On Monday Night RAW, Roman broke character and introduced himself as “Joe” (his real name is Joe Anoa’i), and told the world that his Leukemia had returned. He was apparently diagnosed 11 years ago, and had beaten it. Unfortunately, it’s back, leading him to relinquish his WWE Universal Championship title. It was an emotional moment, especially when you watched the reaction of the WWE starts backstage. Even if the fans didn’t love him, it was clear he was loved by his colleagues, and they were genuinely concerned for him.

Since I’m dumb, I immediately texted my friend “Does this mean we’re not allowed to hate him anymore?” The thing is, though, that I never had a real reason to hate him.
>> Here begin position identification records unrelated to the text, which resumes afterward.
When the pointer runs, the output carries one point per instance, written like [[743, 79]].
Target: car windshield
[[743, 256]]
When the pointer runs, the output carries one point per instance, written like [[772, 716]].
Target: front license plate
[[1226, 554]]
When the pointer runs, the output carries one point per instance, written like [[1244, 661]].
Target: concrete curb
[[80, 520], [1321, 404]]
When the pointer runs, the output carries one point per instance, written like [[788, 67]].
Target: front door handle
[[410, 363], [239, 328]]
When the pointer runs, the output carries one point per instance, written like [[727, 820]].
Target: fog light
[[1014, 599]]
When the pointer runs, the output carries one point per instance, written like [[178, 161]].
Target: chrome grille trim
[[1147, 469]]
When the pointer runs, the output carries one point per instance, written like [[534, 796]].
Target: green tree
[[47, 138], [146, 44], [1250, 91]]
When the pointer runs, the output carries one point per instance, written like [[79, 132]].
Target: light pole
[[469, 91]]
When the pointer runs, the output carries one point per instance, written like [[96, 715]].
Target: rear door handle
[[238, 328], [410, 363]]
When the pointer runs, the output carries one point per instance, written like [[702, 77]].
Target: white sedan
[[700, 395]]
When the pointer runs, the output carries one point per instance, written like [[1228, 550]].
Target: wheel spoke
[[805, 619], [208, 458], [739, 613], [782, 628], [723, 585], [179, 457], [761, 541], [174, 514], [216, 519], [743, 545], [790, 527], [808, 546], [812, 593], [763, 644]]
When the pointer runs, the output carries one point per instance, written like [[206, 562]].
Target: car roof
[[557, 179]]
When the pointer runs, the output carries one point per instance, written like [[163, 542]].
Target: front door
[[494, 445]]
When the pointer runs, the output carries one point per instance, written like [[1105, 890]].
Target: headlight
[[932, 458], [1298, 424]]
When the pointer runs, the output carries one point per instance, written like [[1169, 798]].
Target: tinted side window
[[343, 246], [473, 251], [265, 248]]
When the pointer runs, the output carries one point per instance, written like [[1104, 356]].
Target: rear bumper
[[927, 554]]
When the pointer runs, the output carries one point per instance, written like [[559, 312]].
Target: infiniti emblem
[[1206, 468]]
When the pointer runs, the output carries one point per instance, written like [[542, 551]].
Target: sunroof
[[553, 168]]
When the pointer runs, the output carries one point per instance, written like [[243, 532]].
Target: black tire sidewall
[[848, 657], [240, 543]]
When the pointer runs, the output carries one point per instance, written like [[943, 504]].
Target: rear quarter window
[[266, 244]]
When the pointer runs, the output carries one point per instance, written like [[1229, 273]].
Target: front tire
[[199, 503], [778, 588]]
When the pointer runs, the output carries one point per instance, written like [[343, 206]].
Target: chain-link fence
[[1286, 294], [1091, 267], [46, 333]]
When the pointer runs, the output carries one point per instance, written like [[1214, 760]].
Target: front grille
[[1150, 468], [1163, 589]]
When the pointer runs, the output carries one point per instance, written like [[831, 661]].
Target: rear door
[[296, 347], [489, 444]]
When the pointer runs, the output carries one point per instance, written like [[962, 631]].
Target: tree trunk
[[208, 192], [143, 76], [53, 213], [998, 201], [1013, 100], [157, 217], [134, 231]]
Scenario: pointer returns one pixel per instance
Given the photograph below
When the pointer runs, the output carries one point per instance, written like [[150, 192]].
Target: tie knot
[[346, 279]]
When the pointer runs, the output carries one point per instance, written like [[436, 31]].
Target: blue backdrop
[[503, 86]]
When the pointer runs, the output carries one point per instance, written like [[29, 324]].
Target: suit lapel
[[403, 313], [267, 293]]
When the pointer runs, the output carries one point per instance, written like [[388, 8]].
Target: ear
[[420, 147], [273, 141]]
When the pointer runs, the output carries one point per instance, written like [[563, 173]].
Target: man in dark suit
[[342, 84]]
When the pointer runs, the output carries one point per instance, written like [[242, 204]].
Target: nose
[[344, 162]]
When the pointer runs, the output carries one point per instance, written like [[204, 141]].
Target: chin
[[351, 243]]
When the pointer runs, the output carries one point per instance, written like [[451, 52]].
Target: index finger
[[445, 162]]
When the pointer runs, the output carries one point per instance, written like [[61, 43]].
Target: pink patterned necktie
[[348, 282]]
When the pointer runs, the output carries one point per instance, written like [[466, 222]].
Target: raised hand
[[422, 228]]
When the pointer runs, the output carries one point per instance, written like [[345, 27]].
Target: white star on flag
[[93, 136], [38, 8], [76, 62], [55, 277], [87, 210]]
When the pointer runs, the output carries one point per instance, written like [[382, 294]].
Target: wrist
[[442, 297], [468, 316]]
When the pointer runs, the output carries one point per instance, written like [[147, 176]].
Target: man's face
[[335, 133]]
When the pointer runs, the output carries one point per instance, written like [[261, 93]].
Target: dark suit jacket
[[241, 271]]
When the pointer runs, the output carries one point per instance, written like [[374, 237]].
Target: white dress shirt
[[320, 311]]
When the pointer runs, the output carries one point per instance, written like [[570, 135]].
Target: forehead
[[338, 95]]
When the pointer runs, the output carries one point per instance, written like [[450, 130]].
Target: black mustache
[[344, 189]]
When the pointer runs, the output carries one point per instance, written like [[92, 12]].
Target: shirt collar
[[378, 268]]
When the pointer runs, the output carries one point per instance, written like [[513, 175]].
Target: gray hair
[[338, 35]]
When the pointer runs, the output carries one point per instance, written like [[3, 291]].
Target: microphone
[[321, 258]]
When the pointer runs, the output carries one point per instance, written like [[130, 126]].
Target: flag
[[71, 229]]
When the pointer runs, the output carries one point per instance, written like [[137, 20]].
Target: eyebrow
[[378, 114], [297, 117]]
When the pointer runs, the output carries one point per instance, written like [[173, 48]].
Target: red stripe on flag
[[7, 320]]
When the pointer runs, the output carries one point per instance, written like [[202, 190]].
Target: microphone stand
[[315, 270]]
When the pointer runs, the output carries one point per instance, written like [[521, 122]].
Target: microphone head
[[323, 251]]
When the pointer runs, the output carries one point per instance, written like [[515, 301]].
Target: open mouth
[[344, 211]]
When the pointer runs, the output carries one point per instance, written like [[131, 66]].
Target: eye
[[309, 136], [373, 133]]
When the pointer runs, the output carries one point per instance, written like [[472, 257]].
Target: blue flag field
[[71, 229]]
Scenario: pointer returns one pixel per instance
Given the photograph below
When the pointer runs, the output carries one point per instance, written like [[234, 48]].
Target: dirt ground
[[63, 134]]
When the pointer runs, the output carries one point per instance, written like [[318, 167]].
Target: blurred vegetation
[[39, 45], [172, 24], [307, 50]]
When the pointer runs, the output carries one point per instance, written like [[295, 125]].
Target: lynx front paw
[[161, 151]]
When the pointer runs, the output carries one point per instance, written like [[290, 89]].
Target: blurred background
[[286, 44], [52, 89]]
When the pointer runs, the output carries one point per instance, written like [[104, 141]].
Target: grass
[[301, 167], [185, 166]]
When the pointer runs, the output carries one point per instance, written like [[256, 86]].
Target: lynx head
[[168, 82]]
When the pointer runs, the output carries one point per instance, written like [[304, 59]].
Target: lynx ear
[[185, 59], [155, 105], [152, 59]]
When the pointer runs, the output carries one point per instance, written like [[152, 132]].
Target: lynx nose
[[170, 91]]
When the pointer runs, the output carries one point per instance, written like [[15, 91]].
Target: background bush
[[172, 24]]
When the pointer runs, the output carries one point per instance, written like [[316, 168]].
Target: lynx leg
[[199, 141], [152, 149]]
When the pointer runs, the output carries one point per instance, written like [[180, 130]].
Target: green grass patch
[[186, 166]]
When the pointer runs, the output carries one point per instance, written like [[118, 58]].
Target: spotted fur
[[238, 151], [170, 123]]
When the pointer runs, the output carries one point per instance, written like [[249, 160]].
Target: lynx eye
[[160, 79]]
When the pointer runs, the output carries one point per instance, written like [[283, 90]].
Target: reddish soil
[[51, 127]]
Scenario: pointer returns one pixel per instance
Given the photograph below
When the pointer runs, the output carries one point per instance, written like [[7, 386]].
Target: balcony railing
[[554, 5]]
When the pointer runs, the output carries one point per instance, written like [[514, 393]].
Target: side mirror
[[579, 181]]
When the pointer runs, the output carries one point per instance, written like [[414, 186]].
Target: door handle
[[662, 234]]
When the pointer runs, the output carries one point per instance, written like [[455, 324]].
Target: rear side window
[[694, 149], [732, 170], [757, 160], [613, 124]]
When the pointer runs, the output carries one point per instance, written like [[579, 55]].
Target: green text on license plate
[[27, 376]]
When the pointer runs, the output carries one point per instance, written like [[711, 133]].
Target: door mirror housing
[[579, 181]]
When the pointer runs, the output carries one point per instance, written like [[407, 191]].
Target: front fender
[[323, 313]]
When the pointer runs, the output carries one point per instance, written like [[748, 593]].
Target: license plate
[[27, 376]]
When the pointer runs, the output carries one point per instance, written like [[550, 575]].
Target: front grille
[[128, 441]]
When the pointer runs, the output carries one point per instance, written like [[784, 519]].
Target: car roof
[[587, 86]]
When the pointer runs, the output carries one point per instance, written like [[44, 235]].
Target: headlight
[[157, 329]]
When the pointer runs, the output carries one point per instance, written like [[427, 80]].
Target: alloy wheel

And instead of merely tolerating him, I now find myself concerned for his well-being. It’s a crazy string of emotions, and it all happened so fast. He made a point to say that this wasn’t a retirement speech, and he has every intention of coming back. I certainly hope that’s true, and I look forward to seeing how the fans will regard him on that day. Is this the thing that he “needed”? Did he have to show he was human to get over with them? Wrestling is such a strange thing sometimes. Anyway, prayers up for Roman Reigns, who had the West Week Ever.